At least 30 tribal settlers were killed in north Assam's Sonitpur district, said S.N. Singh, a top local police officer.
All those killed were Adivasis who largely work in tea gardens in the region.
Four others were shot dead in the western Kokrajhar district.
Singh said the death toll may rise as several of the dozen people in hospital were in critical condition. Many others are missing after they fled their homes during the attack.
Assam's Chief Minister Tarun Gogoi said rebels of one faction of the National Democratic Front of Bodoland were behind the massacre.
Adivasis, who migrated to Assam more than 100 years ago, have been targeted by Bodo rebels in the past along with Muslim settlers in the state.
The rebels likely belonged to the National Democratic Front of Bodoland, which has been fighting for a separate homeland for ethnic Bodo people for decades. The Bodos are an indigenous tribe in Assam, making up 10 percent of the state's 33 million people.
Indian Home Minister Rajnath Singh said via Twitter that the federal government had rushed paramilitary troops to the area.
Prime Minister Narendra Modi also condemned the violence.
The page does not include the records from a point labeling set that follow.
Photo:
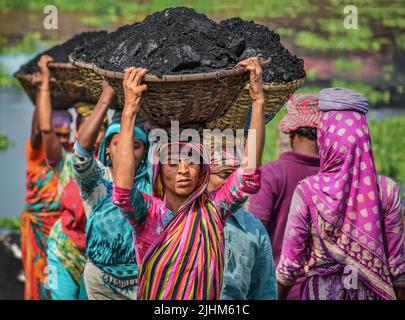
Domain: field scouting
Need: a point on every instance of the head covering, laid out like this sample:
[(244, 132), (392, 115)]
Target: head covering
[(142, 179), (61, 120), (344, 199), (342, 99), (186, 262), (223, 160), (84, 110), (303, 111)]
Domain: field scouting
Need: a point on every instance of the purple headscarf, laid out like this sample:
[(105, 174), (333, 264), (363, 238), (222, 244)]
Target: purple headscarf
[(61, 119), (340, 99), (343, 199)]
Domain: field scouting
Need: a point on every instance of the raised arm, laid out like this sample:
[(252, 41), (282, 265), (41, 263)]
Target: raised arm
[(53, 148), (124, 166), (255, 141), (88, 133), (36, 139)]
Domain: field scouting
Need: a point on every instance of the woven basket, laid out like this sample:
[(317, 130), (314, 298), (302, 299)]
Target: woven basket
[(66, 84), (190, 99), (276, 95), (94, 81)]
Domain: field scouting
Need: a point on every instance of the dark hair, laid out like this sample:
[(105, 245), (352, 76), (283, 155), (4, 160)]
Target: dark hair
[(306, 132)]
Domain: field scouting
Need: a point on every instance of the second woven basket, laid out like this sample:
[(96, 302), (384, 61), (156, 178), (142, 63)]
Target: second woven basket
[(276, 95)]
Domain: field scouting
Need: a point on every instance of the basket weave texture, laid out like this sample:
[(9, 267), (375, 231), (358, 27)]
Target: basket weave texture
[(276, 95), (67, 86)]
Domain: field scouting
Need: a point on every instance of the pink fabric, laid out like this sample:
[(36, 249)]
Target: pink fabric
[(228, 198), (303, 111), (343, 199), (302, 246)]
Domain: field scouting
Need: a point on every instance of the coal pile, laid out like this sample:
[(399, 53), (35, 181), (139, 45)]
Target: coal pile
[(259, 39), (182, 41), (60, 52), (174, 41)]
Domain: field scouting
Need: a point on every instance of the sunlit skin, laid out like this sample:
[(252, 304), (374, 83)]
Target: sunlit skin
[(180, 178), (64, 138), (218, 179), (139, 149)]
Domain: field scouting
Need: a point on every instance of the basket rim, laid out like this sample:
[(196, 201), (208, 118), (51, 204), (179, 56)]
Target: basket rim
[(61, 65), (219, 74), (276, 86), (80, 63)]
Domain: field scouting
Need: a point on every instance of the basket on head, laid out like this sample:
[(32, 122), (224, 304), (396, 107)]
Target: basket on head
[(94, 81), (191, 98), (67, 86), (238, 116), (59, 98)]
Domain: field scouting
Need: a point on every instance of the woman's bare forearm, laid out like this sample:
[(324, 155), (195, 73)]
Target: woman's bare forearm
[(256, 136), (53, 148), (124, 166), (88, 134), (36, 139)]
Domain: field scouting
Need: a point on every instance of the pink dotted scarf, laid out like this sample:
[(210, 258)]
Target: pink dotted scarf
[(344, 199)]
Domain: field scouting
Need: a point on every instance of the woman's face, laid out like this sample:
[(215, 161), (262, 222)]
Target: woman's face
[(218, 179), (180, 177), (139, 149)]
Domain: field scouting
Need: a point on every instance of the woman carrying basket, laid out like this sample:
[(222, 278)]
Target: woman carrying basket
[(179, 238)]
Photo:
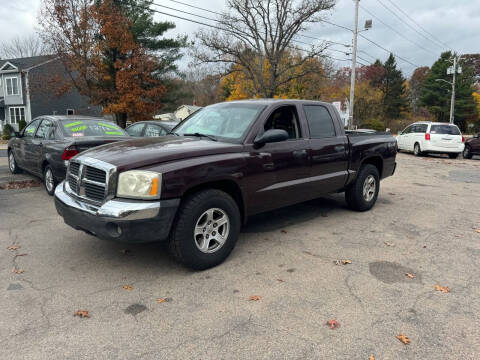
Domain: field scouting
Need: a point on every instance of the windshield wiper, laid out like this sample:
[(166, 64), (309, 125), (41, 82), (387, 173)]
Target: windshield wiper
[(211, 137)]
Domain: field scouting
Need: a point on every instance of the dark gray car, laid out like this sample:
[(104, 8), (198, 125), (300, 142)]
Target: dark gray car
[(47, 143)]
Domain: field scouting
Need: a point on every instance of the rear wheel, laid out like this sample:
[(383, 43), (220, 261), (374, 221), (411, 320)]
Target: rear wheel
[(467, 152), (49, 180), (363, 193), (416, 150), (12, 163), (206, 229)]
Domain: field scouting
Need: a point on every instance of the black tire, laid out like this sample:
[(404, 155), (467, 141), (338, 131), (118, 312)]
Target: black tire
[(355, 193), (183, 241), (417, 151), (49, 180), (12, 163), (467, 152)]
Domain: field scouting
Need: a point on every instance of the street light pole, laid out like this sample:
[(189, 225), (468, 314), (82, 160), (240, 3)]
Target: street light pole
[(452, 101), (354, 65)]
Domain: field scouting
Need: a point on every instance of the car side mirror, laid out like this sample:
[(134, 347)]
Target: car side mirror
[(271, 136)]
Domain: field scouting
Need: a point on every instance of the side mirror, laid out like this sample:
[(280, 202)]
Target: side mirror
[(271, 136)]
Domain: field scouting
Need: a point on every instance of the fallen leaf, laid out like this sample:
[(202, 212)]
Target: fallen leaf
[(443, 289), (333, 324), (403, 338), (82, 313)]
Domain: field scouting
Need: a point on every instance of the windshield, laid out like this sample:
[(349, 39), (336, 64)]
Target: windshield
[(445, 130), (229, 121), (79, 128)]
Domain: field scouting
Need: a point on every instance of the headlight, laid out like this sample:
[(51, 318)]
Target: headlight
[(138, 184)]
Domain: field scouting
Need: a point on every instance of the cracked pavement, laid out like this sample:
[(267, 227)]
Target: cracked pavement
[(423, 224)]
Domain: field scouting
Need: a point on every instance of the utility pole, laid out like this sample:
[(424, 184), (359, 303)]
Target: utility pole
[(452, 101), (354, 65)]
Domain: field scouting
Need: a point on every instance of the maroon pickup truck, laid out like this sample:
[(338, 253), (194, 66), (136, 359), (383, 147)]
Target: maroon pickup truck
[(196, 187)]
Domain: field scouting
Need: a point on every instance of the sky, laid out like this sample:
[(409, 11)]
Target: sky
[(455, 24)]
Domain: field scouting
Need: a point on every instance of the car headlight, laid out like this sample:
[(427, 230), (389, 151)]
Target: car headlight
[(139, 184)]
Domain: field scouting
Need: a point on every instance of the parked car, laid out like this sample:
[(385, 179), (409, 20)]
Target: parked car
[(431, 138), (46, 144), (472, 147), (196, 187), (150, 128)]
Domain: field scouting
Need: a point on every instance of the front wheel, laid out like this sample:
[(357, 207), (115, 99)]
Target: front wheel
[(49, 180), (467, 152), (363, 193), (12, 164), (206, 229)]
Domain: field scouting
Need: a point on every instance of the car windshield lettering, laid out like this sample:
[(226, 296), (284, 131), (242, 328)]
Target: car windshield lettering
[(79, 128)]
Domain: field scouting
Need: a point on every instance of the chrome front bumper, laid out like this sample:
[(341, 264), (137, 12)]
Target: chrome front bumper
[(115, 209)]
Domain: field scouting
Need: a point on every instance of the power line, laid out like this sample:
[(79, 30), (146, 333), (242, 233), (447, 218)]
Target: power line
[(410, 26), (416, 23), (397, 32)]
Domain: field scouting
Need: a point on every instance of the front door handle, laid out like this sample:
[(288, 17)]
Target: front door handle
[(300, 154)]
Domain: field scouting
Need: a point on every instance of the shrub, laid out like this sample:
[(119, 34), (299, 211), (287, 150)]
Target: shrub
[(21, 125), (7, 131)]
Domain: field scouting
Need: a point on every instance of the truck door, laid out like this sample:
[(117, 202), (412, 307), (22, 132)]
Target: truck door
[(329, 151), (283, 167)]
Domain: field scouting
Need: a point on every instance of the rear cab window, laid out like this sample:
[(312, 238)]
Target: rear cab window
[(445, 130), (319, 121), (82, 127)]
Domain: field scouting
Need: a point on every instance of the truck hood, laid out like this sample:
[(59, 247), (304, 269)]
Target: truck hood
[(140, 152)]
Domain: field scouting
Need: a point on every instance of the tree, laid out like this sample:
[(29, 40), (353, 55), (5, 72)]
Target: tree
[(414, 87), (254, 37), (393, 87), (436, 95), (21, 47), (113, 53)]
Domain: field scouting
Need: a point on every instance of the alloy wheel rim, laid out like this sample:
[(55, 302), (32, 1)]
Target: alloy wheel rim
[(49, 180), (369, 188), (11, 162), (211, 230)]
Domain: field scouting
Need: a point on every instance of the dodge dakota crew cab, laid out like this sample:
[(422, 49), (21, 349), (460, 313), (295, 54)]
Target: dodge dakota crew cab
[(196, 187)]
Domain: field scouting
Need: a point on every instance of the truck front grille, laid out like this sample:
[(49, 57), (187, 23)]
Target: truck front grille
[(88, 182)]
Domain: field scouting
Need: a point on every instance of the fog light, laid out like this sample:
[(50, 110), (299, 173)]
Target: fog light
[(114, 230)]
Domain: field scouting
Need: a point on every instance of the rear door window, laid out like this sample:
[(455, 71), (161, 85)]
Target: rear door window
[(319, 121), (445, 130)]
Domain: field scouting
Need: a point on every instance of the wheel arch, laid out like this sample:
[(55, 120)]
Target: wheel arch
[(226, 185)]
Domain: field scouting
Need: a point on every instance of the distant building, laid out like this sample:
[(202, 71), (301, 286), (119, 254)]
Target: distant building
[(30, 87)]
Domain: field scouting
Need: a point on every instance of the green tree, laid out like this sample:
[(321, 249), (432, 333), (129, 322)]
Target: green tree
[(436, 95), (393, 87)]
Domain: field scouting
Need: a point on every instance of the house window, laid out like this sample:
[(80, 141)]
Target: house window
[(11, 85), (16, 114)]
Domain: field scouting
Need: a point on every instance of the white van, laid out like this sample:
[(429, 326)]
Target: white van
[(429, 137)]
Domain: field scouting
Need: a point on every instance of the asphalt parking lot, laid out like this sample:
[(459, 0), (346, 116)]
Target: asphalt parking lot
[(424, 224)]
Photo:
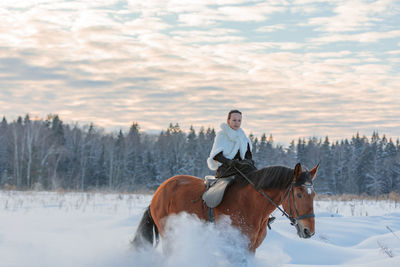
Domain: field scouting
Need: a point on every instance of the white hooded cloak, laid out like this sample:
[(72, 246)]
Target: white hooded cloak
[(229, 141)]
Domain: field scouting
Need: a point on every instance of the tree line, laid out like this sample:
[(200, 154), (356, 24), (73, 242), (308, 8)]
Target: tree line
[(48, 154)]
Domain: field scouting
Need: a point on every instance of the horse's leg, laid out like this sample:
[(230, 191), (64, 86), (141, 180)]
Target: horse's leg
[(146, 232)]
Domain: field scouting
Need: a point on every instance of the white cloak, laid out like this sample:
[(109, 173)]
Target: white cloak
[(228, 141)]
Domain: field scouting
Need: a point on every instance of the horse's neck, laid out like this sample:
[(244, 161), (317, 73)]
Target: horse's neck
[(264, 205)]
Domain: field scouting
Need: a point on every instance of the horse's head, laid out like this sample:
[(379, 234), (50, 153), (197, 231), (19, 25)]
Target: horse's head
[(299, 201)]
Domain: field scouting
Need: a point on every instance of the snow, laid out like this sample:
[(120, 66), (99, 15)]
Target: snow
[(94, 229)]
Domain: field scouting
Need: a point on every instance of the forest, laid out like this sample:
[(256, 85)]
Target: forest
[(48, 154)]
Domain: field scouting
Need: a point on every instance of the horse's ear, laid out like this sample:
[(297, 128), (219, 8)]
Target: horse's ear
[(297, 171), (314, 170)]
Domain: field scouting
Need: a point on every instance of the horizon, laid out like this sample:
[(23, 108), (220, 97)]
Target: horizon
[(125, 130)]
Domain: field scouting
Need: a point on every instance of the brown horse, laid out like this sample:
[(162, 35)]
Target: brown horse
[(248, 202)]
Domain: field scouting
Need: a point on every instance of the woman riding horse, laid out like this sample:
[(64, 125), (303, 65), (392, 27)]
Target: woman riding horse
[(231, 149)]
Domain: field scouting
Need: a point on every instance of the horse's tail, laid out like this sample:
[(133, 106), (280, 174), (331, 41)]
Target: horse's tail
[(147, 233)]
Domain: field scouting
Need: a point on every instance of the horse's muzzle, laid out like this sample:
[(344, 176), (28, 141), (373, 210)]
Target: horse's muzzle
[(303, 232)]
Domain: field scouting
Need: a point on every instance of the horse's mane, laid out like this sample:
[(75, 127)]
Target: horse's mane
[(277, 177)]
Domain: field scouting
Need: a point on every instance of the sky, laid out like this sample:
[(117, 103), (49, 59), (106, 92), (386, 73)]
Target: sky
[(94, 229), (295, 69)]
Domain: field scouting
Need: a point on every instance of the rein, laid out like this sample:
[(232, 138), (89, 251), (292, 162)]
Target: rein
[(288, 193)]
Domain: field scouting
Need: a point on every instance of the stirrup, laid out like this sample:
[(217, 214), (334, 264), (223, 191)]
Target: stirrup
[(270, 220)]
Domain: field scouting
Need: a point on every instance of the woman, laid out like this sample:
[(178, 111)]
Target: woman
[(231, 148)]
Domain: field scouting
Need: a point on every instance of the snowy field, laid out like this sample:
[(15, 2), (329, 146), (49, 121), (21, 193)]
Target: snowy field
[(94, 229)]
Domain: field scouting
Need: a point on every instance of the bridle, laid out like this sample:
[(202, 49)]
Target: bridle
[(289, 192), (290, 195)]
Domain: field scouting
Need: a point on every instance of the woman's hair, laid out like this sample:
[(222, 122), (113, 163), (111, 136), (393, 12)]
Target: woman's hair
[(233, 111)]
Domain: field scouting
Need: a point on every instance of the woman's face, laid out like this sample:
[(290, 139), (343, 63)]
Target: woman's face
[(235, 121)]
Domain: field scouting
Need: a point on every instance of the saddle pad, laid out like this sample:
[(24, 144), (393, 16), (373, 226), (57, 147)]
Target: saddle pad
[(213, 196)]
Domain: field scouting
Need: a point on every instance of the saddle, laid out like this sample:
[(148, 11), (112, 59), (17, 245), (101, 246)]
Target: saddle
[(215, 191)]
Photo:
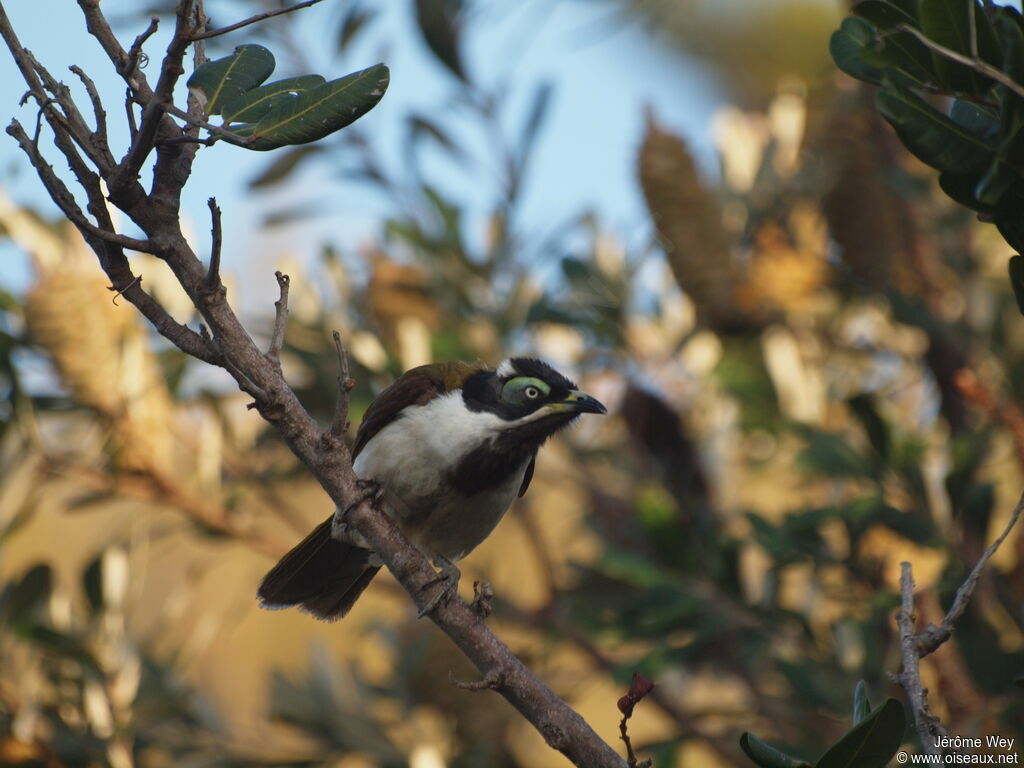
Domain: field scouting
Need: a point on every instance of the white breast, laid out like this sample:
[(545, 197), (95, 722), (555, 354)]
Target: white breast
[(412, 454)]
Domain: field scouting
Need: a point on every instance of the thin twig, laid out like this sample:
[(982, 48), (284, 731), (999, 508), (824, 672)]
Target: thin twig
[(280, 321), (973, 62), (65, 200), (339, 424), (929, 728), (483, 595), (199, 46), (252, 19), (640, 687), (213, 274), (932, 637), (97, 105), (972, 25), (631, 758), (156, 105), (120, 291), (135, 55), (916, 645), (215, 129), (130, 114)]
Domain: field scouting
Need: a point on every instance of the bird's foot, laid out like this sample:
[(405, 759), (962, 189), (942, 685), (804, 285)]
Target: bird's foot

Dozens of rebel groups have been fighting the government and sometimes each other for years in seven states in northeast India. They demand greater regional autonomy or independent homelands for the indigenous groups they represent.
The rebels accuse the federal government of exploiting the region's rich mineral resources but neglecting the local people.
At least 10,000 people, most of them civilians, have been killed in Assam state alone in the last three decades.
In May, rebels from the same group shot and killed more than 30 Muslim settlers in the region.